Exact value for cos(2Pi/5) and sin(2Pi/5) using complex roots.

Complex roots can be used to calculate the exact trigonometric value for unusual angles; for example cos(2π/5) and sin(2π/5). Choosing z⁵=1 will produce five complex roots aligned as shown in the first diagram. All five roots must be equally spaced over 2π, so their radial spacing will be 2π/5.A right triangle can be superimposed on z₂ as shown in diagram 2 with the angle at the origin being 2π/5.

 

 

For z⁵=1 the modulus for all the roots =1, so z₁ … z₅ are all on a unit circle (diagram 3).

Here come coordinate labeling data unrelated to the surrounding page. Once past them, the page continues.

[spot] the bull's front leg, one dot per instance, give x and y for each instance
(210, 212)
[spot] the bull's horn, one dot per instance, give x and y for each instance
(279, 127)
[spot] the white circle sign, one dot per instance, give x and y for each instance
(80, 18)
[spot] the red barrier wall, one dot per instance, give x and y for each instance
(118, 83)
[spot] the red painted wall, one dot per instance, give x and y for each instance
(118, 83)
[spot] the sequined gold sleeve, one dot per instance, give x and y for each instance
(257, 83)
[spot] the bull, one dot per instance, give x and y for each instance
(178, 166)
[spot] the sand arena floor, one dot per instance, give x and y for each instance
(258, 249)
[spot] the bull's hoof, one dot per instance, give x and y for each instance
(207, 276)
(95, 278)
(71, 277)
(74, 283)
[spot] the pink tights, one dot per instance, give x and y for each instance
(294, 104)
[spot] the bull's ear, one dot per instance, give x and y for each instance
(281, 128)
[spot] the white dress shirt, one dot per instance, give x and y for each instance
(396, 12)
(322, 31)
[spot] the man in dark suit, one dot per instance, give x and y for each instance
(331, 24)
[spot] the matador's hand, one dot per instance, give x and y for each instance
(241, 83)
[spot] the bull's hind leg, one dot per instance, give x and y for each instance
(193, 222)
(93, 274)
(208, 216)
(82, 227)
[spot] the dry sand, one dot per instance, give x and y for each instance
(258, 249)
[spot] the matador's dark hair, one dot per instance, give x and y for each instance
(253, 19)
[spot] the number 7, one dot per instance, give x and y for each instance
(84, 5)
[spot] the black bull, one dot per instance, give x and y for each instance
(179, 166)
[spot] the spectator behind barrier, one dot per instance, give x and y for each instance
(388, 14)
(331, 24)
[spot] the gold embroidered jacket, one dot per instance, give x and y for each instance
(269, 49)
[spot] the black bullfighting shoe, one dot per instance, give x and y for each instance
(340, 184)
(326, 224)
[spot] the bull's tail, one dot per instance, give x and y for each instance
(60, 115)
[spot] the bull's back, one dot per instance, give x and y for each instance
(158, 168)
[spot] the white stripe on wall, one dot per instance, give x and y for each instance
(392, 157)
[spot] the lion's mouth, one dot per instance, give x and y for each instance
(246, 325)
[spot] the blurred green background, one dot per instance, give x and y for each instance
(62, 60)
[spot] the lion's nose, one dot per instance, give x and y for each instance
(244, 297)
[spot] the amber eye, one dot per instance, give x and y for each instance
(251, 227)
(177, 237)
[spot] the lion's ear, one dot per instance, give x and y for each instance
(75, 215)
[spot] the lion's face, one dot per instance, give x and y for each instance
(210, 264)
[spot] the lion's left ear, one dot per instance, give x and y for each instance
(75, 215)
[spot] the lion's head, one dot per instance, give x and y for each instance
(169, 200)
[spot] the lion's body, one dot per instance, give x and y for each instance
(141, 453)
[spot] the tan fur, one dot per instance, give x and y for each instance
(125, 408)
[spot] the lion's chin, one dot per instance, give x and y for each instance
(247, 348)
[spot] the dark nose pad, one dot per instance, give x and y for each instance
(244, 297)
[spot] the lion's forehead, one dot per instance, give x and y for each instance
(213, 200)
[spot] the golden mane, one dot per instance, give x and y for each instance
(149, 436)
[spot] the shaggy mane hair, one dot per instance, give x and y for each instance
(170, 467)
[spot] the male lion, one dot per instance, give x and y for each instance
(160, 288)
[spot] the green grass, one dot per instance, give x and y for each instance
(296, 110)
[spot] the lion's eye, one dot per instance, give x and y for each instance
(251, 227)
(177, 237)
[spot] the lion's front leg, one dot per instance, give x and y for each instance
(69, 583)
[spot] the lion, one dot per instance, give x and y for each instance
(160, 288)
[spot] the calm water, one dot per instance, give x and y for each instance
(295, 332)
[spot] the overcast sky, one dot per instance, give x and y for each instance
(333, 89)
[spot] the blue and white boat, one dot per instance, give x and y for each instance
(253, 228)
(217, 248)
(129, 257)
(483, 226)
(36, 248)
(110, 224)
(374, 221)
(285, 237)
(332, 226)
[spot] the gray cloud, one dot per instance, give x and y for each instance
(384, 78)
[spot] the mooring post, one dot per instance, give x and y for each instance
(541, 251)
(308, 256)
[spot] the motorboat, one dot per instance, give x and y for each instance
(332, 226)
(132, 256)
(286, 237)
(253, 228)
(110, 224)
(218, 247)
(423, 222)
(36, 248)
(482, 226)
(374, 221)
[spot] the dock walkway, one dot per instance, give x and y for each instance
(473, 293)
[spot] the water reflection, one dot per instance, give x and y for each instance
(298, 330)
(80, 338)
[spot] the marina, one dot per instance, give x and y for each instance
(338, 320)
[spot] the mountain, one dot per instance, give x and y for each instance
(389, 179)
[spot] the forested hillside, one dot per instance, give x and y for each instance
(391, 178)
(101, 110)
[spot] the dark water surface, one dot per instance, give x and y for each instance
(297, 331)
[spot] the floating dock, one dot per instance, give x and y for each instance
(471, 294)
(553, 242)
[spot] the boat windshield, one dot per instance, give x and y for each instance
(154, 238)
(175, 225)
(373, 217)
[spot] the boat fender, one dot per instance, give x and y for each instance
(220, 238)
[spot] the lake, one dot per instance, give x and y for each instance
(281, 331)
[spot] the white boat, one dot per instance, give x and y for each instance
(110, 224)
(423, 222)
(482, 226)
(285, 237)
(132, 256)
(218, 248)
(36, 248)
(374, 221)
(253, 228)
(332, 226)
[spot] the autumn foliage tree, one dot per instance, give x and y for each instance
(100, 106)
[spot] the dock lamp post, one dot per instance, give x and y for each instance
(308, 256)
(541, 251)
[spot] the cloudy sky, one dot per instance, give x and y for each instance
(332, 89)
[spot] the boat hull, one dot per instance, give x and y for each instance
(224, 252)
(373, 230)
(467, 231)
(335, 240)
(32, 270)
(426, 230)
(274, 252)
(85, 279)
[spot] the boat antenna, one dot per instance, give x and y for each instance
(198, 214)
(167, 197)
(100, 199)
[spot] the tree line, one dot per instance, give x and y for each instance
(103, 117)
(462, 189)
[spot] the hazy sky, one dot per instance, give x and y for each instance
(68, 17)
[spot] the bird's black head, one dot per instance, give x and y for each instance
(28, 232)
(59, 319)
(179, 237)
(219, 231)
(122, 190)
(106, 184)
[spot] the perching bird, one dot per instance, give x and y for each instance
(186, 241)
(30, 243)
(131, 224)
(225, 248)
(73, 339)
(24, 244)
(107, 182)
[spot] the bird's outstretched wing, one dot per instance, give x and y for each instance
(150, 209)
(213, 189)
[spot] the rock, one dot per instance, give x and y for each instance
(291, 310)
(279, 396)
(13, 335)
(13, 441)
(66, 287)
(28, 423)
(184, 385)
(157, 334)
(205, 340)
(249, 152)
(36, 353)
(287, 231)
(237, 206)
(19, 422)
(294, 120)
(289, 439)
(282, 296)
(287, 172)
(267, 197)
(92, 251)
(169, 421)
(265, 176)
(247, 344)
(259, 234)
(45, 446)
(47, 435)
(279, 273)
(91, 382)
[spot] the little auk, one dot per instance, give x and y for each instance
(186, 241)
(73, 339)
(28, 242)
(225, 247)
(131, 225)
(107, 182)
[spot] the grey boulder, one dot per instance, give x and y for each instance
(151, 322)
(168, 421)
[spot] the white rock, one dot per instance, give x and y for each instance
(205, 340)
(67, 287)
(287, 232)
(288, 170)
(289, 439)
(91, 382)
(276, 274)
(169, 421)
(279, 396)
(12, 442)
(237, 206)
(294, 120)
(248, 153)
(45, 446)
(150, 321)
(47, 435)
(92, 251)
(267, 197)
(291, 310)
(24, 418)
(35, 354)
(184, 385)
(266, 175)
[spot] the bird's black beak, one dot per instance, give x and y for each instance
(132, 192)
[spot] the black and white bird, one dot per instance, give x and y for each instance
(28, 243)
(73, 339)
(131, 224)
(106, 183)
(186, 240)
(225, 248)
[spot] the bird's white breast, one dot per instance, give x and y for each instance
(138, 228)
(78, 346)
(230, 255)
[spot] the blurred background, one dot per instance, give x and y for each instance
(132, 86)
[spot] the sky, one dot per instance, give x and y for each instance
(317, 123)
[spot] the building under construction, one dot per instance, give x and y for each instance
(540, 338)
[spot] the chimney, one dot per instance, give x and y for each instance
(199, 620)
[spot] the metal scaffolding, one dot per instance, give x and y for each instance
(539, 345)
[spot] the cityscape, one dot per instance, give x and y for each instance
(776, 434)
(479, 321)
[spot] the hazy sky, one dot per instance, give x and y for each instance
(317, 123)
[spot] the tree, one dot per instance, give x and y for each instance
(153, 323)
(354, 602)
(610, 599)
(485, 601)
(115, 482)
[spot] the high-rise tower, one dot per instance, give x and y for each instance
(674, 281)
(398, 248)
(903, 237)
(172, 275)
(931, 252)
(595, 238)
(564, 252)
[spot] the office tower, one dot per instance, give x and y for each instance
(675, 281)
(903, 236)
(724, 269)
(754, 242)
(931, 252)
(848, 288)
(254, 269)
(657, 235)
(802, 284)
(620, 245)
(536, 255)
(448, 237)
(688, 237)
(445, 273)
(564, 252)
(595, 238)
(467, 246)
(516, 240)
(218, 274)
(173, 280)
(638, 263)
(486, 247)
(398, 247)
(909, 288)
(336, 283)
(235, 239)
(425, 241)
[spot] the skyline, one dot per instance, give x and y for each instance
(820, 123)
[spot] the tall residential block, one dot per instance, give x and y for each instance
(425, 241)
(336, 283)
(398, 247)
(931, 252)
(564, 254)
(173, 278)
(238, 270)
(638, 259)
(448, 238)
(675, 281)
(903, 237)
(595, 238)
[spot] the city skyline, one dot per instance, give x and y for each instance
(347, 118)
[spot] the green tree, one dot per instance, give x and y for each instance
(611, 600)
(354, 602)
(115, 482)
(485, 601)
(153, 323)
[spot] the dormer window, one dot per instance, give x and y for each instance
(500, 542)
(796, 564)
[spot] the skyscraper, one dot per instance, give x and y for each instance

Thus from trigonometry, the x-coordinate of z₂= cos(2π/5) and the y-coordinate of z₂ = sin(2π/5).

Calculating their value requires some clever maths.

 

In Cartesian form let z⁵=(x+yi)⁵.  If z⁵=1+0i, then (x+yi)⁵=1+0i. So the first step is to expand (x+yi)⁵ collect Re() and Im() parts and equate the Re() part to 1. (Diagram 4 lines 1 and 2)

 

This real part contains both x and y. In order to solve for x we first eliminate y by returning to the fact that z₂ is on a unit circle so x²+y²=1. Rearranging this gives y²=1-x² which can be used as a substitute for y² and y⁴ since y⁴=(y²)². (Diagram 4 lines 3, 4 and 5).

 

Now we have an equation in x only and resorting to a CAS calculator to solve it yields three exact values for x (Diagram 5 lines 1 and 2).

As z₂ is in the first quadrant we choose the positive value of x as cos(2π/5) and use this value to calculate y=sin(2π/5) (diagram 5 lines 3 and 4).